Personal information
- Full name: David George Harris
- Date of birth: 12 July 1946 (age 79)
- Original team(s): St Peters / Geelong West
- Height: 178 cm (5 ft 10 in)
- Weight: 77 kg (170 lb)
- Position(s): Centreman

Playing career^{1}
- Years: Club / Games (Goals)
- 1969–1972: Geelong / 44 (20)

Coaching career^{3}
- Years: Club / Games (W–L–D)
- 1975–1976: Hobart / 38 (19–19–0)
- 1983–1986: Geelong West / 77 (47–30–0)
- ^{1} Playing statistics correct to the end of 1972.^{3} Coaching statistics correct as of 1986.

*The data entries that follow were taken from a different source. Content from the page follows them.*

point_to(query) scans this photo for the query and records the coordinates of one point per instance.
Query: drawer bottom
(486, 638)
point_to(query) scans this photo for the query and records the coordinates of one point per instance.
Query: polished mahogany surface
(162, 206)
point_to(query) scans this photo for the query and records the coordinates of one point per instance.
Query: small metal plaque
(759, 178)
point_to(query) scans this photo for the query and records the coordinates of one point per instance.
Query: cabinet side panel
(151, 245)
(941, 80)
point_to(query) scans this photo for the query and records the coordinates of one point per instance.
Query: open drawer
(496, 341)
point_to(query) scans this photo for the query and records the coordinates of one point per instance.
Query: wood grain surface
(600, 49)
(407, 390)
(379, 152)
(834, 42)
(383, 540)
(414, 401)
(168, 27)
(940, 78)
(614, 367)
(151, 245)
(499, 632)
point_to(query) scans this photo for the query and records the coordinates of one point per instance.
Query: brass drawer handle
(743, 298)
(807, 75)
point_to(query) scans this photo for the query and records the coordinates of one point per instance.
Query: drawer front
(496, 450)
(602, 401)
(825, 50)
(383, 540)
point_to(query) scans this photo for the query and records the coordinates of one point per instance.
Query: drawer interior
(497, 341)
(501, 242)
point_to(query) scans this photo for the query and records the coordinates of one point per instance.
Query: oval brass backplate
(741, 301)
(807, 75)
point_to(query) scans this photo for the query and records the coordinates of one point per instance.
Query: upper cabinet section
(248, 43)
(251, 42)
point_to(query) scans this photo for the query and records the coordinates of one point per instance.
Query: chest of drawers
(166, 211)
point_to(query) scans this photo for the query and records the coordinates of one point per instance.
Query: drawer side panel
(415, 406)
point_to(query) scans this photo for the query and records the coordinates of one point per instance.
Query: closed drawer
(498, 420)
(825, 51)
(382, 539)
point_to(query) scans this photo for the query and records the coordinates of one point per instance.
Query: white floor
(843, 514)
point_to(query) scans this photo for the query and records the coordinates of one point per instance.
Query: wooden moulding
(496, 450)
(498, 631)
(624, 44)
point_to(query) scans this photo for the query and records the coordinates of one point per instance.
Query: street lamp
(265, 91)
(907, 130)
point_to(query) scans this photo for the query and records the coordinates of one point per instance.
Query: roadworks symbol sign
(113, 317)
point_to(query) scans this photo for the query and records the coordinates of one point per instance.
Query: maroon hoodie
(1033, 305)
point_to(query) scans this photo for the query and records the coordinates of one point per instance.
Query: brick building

= David Harris (Australian footballer) =

Australian rules footballer

David George Harris (born 12 July 1946) is a former Australian rules footballer who played with Geelong in the Victorian Football League (VFL).

==Playing career==
Harris, originally from St Peters, spent his early career with Geelong West in the Victorian Football Association (VFA). A centreman, Harris was "best on ground" in Geelong West's 1968 premiership team and polled the third most votes in the Field Trophy (Second Division).

He was recruited to Geelong in 1969 and after debuting in round nine remained in the side for the remainder of the season, including the club's semi final loss to Richmond.

In 1970 he appeared in the opening four rounds of the season, then broke his collarbone and didn't play seniors again that year.

He had an injury free 1971 season and played in all 22 rounds, amassing 369 disposals.

During the 1972 season, Harris returned to Geelong West, where he finished the year playing in another premiership team. He was appointed captain in 1974 and had a good enough year to win the best and fairest, finish equal sixth in the J. J. Liston Trophy count and earn selection in the "VFA Team of the Year".

==Coaching years==
His senior coaching career began in 1975 when he was appointed captain-coach of Hobart. He coached Hobart for two seasons.

Harris coached the Geelong reserves to three successive premierships, in 1980, 1981 and 1982.

From 1983 to 1986, Harris was coach of Geelong West and led the club to the finals in 1983 and 1984.